(170c) Engineering a Colloidal Metamaterial Comprising of Metamaterial-Capped Janus Particles for Light Harvesting Applications in Cancer Detection and Therapeutics

A material’s response to electromagnetic waves is characterized by its electric permittivity and magnetic permeability Metamaterials are non-naturally occurring materials with negative electric permittivity (ε) and/or negative magnetic permeability (μ), which endow the materials with interesting optical properties as they can be engineered to reverse the Doppler and Vavilov–Cerenkov effects or modify transmission of light through the material. Therefore, these metamaterials can be found in applications such as perfect lenses, cloaking materials, and emission enhancing coatings among others.

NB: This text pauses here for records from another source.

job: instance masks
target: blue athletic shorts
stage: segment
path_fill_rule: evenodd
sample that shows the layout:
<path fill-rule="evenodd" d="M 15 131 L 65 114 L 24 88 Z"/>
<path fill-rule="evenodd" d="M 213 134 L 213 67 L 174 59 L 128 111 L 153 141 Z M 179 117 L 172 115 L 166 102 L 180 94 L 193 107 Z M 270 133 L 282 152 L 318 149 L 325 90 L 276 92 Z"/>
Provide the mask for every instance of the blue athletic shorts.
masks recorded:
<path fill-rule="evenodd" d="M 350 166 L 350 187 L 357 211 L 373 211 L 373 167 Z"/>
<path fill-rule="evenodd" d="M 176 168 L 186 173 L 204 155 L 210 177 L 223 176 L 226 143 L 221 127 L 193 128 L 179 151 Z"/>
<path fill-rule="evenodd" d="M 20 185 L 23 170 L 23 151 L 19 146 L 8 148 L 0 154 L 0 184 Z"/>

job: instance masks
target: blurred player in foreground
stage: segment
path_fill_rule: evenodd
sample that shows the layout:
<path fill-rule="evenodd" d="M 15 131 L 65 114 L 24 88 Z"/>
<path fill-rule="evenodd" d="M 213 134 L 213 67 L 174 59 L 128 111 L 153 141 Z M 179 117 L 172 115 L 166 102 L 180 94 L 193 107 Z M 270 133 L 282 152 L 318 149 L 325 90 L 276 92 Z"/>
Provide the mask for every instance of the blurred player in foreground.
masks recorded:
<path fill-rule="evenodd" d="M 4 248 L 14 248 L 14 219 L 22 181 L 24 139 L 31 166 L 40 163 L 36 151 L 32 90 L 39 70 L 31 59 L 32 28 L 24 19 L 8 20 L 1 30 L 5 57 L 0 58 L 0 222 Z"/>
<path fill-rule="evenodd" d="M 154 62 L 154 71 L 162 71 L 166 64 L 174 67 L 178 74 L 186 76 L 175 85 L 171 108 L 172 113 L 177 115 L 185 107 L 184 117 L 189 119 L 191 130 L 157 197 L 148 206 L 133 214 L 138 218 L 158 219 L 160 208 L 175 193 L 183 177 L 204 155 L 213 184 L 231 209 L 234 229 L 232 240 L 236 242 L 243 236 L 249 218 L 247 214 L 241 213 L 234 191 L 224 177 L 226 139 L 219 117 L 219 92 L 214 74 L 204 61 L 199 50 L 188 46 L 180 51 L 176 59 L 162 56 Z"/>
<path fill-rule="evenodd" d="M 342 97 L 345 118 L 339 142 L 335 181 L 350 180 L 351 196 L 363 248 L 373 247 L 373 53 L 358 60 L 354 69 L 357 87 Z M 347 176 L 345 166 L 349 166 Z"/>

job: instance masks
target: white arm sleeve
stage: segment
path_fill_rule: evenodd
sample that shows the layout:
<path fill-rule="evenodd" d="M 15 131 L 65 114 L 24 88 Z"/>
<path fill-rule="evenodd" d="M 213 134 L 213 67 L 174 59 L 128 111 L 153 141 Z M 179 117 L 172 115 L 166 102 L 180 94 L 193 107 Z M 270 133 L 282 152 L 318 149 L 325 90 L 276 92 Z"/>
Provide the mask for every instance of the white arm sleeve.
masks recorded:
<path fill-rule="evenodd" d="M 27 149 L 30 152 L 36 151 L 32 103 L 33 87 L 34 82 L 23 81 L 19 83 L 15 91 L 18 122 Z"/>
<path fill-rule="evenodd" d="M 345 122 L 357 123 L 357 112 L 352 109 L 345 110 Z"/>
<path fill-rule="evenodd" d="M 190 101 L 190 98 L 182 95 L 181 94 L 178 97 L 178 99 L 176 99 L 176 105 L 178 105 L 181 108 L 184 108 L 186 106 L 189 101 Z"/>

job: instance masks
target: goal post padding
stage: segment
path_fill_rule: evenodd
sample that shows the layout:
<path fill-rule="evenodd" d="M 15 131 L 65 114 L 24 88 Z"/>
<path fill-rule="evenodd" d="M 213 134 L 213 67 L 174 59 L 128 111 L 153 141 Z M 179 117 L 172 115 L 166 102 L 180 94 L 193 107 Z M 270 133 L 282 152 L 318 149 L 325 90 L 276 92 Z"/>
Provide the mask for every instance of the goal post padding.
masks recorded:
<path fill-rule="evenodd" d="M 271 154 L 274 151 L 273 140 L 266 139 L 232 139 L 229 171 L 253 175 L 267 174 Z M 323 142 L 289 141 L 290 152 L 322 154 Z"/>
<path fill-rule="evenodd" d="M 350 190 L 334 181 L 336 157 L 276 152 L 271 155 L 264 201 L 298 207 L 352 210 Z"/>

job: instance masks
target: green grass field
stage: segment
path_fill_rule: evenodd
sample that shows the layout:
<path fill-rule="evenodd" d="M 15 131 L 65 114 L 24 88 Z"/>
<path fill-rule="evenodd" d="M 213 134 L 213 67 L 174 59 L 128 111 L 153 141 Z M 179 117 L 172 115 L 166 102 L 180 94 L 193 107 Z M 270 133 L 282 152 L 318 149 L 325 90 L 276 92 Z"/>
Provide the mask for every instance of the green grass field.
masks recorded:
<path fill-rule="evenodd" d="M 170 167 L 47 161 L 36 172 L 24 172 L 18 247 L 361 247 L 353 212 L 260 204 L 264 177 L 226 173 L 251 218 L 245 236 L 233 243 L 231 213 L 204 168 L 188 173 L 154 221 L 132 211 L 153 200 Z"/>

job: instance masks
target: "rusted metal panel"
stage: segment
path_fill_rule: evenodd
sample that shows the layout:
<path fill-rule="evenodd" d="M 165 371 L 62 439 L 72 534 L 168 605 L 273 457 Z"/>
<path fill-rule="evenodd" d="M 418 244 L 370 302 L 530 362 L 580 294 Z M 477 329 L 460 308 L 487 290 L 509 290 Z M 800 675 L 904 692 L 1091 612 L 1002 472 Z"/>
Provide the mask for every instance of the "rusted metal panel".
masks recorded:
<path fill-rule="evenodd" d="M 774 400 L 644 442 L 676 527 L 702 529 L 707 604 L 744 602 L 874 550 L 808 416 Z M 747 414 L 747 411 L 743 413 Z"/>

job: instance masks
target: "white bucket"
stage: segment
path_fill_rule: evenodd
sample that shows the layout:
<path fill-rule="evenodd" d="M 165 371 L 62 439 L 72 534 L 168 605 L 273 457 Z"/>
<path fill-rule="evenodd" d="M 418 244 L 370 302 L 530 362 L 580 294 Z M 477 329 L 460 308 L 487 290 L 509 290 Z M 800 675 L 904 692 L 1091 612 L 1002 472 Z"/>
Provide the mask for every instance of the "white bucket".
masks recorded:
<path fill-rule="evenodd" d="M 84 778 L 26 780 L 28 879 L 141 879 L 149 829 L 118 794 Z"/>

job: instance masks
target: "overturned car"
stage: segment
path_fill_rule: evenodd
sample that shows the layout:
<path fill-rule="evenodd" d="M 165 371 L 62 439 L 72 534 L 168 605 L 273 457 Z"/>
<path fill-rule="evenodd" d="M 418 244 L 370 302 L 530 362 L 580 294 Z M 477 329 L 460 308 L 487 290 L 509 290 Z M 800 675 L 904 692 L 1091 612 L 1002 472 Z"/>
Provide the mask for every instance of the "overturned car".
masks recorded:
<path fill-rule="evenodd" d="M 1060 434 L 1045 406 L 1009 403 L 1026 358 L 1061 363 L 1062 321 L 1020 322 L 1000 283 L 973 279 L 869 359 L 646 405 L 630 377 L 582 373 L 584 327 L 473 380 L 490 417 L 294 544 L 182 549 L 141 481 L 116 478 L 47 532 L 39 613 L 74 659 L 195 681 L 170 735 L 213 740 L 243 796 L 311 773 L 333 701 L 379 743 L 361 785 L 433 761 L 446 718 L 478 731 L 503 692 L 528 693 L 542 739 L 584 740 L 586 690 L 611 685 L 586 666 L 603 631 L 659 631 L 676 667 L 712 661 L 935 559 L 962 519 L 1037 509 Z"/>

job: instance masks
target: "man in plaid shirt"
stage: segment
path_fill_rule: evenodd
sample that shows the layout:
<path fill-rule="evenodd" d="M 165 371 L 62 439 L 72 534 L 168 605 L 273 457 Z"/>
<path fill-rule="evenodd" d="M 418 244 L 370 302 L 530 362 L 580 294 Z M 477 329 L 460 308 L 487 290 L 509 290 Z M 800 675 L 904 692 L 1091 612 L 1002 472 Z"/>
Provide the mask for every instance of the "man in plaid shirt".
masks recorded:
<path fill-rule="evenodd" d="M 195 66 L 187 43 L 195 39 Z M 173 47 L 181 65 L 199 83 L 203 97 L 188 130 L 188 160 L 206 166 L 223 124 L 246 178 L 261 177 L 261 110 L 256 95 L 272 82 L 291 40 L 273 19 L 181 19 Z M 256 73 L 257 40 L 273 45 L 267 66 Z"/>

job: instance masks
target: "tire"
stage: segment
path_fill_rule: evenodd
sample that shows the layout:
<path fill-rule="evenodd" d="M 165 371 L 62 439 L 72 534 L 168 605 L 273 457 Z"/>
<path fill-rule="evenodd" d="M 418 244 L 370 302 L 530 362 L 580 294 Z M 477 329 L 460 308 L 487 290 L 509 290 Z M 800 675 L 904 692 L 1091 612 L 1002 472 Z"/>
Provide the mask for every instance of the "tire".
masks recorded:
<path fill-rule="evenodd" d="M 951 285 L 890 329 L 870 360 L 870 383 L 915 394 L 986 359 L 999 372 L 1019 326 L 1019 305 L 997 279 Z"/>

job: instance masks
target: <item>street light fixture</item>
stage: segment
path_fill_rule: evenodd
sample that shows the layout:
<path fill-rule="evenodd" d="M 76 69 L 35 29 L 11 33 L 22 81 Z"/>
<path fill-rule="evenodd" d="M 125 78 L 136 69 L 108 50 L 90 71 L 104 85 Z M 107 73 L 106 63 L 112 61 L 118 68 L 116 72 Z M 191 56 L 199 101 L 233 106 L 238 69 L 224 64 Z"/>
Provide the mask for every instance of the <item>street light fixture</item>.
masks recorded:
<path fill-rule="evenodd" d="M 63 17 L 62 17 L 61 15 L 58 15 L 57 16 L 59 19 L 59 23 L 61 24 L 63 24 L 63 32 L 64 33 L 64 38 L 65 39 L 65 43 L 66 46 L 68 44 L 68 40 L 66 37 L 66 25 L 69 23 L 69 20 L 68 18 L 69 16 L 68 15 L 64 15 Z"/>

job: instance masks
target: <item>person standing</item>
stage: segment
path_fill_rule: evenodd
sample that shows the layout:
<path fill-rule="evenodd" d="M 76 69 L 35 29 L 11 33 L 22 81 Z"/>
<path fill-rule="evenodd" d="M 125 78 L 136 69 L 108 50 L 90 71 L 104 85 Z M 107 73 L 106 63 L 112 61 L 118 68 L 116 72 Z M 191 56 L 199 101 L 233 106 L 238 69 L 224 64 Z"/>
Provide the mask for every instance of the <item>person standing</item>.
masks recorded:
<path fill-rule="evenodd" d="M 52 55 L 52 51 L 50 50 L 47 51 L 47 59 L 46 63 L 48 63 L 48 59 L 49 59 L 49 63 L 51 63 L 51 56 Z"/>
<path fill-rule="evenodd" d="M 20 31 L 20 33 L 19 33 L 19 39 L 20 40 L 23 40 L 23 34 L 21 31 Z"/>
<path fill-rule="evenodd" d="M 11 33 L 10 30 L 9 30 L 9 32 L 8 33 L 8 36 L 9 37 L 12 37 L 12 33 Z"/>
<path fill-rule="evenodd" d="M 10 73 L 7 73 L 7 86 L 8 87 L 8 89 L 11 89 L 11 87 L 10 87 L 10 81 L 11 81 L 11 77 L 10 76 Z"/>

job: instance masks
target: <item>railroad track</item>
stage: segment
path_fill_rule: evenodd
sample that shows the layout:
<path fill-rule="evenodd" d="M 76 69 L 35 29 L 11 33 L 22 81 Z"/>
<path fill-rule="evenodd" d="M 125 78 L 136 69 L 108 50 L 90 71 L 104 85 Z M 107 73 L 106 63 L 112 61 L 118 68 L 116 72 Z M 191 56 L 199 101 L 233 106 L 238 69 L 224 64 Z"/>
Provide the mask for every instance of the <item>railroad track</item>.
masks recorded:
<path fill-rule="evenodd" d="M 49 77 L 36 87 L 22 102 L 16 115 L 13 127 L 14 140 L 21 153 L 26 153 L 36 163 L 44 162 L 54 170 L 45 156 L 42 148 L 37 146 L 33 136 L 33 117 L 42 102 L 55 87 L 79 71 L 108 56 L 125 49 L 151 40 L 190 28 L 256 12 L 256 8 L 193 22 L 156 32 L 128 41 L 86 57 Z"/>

A newly developing field within metamaterials is metafluidic metamaterials, which couples the properties of metamaterials and fluids. Our research aims to design a new type of metafludic metamaterial, a colloidal metamaterial comprising metamaterial-capped Janus particles. Spherical particles with a metamaterial cap on one side form hyperbolic metamaterial-capped Janus particles. These particles, when dispersed in a fluid, produce the desired colloidal metamaterial. Utilizing the Janus nature of the particle, one half of the particle can be used to impart colloidal properties such as self-assembly, mobility, and dispersibility while the other half can be used to optimize the desired metamaterial effects.

The hyperbolic metamaterial used in our research is fabricated by layering alumina, germanium, and silver. The alternating layers of metals and dielectrics produce a negative electric permittivity tensor that forms the basis of the hyperbolic metamaterial. Such materials have been shown to enhance emissions when fabricated on a flat surface. However, the particle surface used to make the novel colloidal metamaterial is curved and is smaller in scale. The particles have diameters in the 1–4 μm (micron) range. We will report on optical properties and effects of the colloidal metamaterial in comparison with the same metamaterial on a flat surface.